Obama Corporate Tax Plan Illustrates Lunacy of U.S. Code
Comment of the Day

February 03 2015

Commentary by David Fuller

Obama Corporate Tax Plan Illustrates Lunacy of U.S. Code

(Bloomberg View) -- In his latest attempt to find the money to repair the U.S.'s decrepit roads and bridges, President Barack Obama is proposing to raid the overseas bank accounts of corporate America. Inevitably, because it involves the U.S. tax code, the plan is not without its absurd aspects. But it could point the way toward making tax policy more sensible.

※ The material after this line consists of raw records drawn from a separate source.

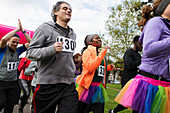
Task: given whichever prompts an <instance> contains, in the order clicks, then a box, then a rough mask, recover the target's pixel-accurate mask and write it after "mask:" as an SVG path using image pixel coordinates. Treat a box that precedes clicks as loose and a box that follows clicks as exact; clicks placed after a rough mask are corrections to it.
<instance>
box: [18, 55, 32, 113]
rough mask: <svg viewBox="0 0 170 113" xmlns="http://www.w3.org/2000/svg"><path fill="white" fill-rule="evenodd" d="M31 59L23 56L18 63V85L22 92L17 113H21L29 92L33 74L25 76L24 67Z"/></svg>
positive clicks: (30, 86) (24, 66)
mask: <svg viewBox="0 0 170 113" xmlns="http://www.w3.org/2000/svg"><path fill="white" fill-rule="evenodd" d="M30 63H31V61H30V60H29V59H28V58H27V57H23V58H22V59H21V61H20V63H19V66H18V71H20V76H19V86H20V88H21V90H22V92H23V93H21V102H20V105H19V109H18V113H23V109H24V107H25V105H26V103H27V101H28V98H29V96H30V93H31V81H32V79H33V75H29V76H25V74H24V72H25V69H26V68H27V67H28V66H29V65H30Z"/></svg>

Obama's budget proposes to tax the roughly $2 trillion in earnings that U.S. businesses are holding overseas at a one-time rate of 14 percent, and to direct the resulting revenue toward public-works projects. The tax rate for new overseas earnings would then be set at 19 percent, 16 percentage points below the current top rate for domestic earnings, regardless of whether companies bring the money back to the U.S.

This isn't the worst such plan. It would discourage companies from continuing to stash their cash abroad in the hope that Congress will eventually give them another "tax holiday."

And infrastructure investment is a prudent way to spend the one- time revenue boon. Plus, it would shore up bridges and rail lines that, in some cases, are in dangerously poor shape.

The plan's second component, meanwhile, acknowledges the deeper problem that leads businesses to this strange situation in the first place. Unlike most industrialized countries, which tax only domestic earnings, the U.S. compels companies to pay taxes on their worldwide earnings. They receive credits for taxes paid to foreign governments and can defer what they owe on overseas income until the money is brought back into the U.S.

This has a number of distortive effects. Most obviously, it discourages companies from bringing money home to pay dividends or make new investments. It also encourages them to take on debt, leads to burdensome compliance costs and outlandish legal trickery, and makes U.S. businesses less competitive in foreign markets.

Obama's plan to tax new foreign earnings at a reduced rate implicitly recognizes the foolishness of this system. Yet it fails to follow this insight to its logical conclusion: Abolish most taxes on overseas earnings altogether.

David Fuller's view

All this makes sense to me.  Governance Is Everything, as I never tire of saying.  US tax policies remain a problem for corporations and GDP growth.